By now, you must be wondering how a family can afford to buy an 11-year-old child participating in hockey, Little League baseball, and basketball three customized mouthguards each year. A reality check will reveal one of two scenarios. Either the parents will not supply a properly fitted mouthguard for a sport that doesn't require one, such as basketball and baseball, or the parents will purchase an inexpensive mouthguard from a store. One remedy is to decrease the cost of customized mouthguards so that parents can afford to supply their children with three or four different sizes throughout the year. Such an approach increases the overall profit to the dental office and saves the patient thousands of dollars in end costs of restoring a tooth or teeth, or suffering one of a series of concussions.

The mouthguards bought in stores are easy to chew through, and they distort with chewing (primarily in the distal direction), causing an uncomfortable choking sensation that both children and adults avoid at all costs. Imagine a rousing game of basketball with two posterior bitewings in place. This acute sensation renders the wearer totally distracted by the gag reflex and ineffective on the playing field.

Should we ask parents of an 11-year-old child to pay almost $100 for a lab appliance? They can go to any discount or sporting goods store and buy the boil-and-bite variety for next to nothing. The cheaper alternative may be especially appealing when you consider the number of oral and dentition changes occurring in 10- to 15-year-olds.

Boil-and-bite types of mouthguards are good for working on computers, doing needlepoint, and maybe driving a car. For active children and adults, they are just this side of useless for protecting against a force strong enough to cause a concussion or break a tooth.

In some states, an assistant, hygienist, dentist, or even the receptionist (if the phones are quiet) can make a quality, vacuum-formed mouthguard in the office. Customized mouthguards do not necessarily mean that valuable doctor or hygiene time needs to be factored in when trying to make mouthguards cost-effective.

The gender gap
Within kids' organized sports lies a gender gap. Even if it were true that girls throw, hit, or run like girls, the danger of an orofacial trauma is still equal to that of boys sports. As hygienists, we can encourage female patients and their mothers to wear protective mouth gear. Why use reason when we have actual facts? The related chart comes from the Journal of Public Health Dentistry (1998).

It is obvious that girls are just as susceptible to injury — even more so in some cases — as boys in contact and non-contact sports. Females are closing gender gaps every year that have kept them free from many illnesses and accidents once thought of as reserved primarily for males. In safety and health, women would be better off to keep the gender gap as wide open as possible. A short list of afflictions that have women nipping at the heels of men include: heart attacks, strokes, concussions, violent deaths, gun wounds, car crashes, lung cancer, and obesity.

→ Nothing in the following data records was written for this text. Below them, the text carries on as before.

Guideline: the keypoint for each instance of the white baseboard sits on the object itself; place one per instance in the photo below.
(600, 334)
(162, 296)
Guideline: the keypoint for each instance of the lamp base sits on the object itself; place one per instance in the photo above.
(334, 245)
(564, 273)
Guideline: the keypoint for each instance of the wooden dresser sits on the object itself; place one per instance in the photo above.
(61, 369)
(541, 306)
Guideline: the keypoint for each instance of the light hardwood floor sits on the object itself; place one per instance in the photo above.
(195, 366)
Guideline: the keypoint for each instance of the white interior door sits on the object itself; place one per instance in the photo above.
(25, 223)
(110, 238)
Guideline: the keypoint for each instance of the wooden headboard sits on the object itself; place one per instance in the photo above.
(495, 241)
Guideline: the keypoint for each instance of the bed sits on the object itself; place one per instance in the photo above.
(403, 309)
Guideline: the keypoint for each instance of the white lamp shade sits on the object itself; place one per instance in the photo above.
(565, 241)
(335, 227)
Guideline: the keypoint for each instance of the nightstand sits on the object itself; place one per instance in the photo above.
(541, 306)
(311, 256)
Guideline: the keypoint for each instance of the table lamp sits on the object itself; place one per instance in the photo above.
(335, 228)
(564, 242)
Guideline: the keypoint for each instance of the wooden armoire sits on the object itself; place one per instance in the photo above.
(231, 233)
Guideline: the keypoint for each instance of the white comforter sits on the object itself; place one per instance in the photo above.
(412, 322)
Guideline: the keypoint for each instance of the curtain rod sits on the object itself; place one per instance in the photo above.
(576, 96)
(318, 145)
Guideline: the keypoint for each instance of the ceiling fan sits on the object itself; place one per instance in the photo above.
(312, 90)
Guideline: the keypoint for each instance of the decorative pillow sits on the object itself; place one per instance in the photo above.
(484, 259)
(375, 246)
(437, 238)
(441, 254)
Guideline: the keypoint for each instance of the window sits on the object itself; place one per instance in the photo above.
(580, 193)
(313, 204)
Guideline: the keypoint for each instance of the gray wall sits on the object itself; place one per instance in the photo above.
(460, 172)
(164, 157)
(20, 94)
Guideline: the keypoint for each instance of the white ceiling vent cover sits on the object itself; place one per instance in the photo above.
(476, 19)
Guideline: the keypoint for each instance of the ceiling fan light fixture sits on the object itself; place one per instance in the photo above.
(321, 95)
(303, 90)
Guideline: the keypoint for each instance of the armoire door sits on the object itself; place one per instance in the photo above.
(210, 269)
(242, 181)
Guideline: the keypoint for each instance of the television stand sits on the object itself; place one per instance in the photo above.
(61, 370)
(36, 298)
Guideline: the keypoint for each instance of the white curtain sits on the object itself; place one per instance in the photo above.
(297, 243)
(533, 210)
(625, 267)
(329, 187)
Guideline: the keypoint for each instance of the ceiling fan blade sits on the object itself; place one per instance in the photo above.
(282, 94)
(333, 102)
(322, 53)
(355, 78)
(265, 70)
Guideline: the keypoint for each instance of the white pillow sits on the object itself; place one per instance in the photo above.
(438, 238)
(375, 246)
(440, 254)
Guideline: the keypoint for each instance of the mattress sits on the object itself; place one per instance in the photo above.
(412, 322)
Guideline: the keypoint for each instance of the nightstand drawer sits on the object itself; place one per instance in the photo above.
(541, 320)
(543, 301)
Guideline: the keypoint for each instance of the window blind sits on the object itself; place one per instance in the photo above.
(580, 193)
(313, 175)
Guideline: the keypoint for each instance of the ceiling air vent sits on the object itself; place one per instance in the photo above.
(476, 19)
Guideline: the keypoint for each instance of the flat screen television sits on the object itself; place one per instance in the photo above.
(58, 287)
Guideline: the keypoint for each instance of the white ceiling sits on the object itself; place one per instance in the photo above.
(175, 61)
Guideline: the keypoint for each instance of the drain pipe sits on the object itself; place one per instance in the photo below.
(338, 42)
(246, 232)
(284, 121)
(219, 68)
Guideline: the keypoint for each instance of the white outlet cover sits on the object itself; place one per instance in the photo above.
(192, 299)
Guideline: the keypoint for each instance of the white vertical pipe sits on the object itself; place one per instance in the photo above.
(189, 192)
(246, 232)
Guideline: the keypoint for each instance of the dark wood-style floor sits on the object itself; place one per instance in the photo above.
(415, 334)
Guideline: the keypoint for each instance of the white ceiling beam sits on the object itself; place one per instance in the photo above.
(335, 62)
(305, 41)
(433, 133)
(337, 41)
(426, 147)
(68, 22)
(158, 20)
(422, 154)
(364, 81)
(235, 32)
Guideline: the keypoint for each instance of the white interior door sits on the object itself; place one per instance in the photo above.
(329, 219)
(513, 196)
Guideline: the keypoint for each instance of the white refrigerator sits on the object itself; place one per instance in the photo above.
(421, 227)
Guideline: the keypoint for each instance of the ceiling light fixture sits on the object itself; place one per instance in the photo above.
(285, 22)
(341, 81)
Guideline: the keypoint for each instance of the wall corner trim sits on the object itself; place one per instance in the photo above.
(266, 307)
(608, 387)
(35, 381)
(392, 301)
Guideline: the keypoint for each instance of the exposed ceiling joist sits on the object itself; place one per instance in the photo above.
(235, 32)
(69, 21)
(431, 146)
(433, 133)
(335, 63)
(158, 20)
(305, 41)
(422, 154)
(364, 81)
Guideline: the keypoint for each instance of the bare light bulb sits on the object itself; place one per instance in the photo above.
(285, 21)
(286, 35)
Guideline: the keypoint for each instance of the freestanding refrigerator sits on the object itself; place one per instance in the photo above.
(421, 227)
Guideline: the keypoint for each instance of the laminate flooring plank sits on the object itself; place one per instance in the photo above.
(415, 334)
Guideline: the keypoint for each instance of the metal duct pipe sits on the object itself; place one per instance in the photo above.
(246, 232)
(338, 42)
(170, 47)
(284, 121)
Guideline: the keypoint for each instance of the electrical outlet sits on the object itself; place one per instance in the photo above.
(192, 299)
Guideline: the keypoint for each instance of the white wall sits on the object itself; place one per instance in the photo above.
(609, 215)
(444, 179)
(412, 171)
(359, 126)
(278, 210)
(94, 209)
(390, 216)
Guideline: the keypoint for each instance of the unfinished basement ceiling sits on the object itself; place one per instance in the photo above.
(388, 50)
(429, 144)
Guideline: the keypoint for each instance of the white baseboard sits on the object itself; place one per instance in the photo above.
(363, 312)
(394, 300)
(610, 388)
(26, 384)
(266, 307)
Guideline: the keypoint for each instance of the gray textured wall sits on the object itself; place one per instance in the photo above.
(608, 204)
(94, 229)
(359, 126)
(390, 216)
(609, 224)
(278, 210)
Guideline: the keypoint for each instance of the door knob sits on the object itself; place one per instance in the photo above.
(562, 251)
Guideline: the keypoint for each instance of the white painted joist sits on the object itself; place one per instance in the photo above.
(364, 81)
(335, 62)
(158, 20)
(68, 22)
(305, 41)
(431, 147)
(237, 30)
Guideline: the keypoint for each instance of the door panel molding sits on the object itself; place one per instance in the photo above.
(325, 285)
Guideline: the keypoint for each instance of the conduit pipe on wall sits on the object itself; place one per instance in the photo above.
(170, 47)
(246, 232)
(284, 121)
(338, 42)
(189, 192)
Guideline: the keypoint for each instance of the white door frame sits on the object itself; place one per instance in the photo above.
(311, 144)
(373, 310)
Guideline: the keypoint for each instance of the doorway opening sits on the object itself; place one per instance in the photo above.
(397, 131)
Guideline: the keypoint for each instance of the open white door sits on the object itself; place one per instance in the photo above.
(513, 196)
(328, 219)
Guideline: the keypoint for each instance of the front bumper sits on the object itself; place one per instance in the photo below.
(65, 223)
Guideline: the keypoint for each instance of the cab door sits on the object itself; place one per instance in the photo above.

As health-care providers in a clinical setting, hygienists often counsel patients on various topics unrelated to the mouth. The subject of this article directly involves the mouth, and, as we are painfully aware, the mouth is attached to the body (in this case, the skull). We can help subvert a possible calamity by educating our patients/clients and their parents.

In short, in order to be worn, a mouthguard must be comfortable. Comfort includes affordability and the ability to breathe, swallow, and speak. Quarterbacks, for example, need to be understood in the huddle. If it ain't comfortable, it ain't goin' in. In order to be comfortable, the mouthguard must be custom-fitted.

Properly fitted mouthguards are indicated for all activities that require gear, including sticks, bats, wheels, helmets, gloves, glasses, pads, saddles, boots, and more. Any gear that's used for any sport should include a properly fitted mouthguard. They come in fun colors, even with team logos or animal designs. They have become as fun-looking as helmets. Dental hygienists should also approach active parents and encourage them to wear mouth protection during their sporting activities. These activities include weight machines and jogging. Parents are role models for their own children, as well as their children's friends. Wearing protective gear, ranging from raincoats to mouthguards, is a marvelous way to show kids that to be safe adults is in vogue and all the rage.

Shirley Gutkowski, RDH, BSDH, has been practicing in Madison, Wis., since 1986. Gutkowski presents seminars for nurses and nursing assistants on oral infection control in long-term care facilities. She can be contacted by e-mail at [email protected]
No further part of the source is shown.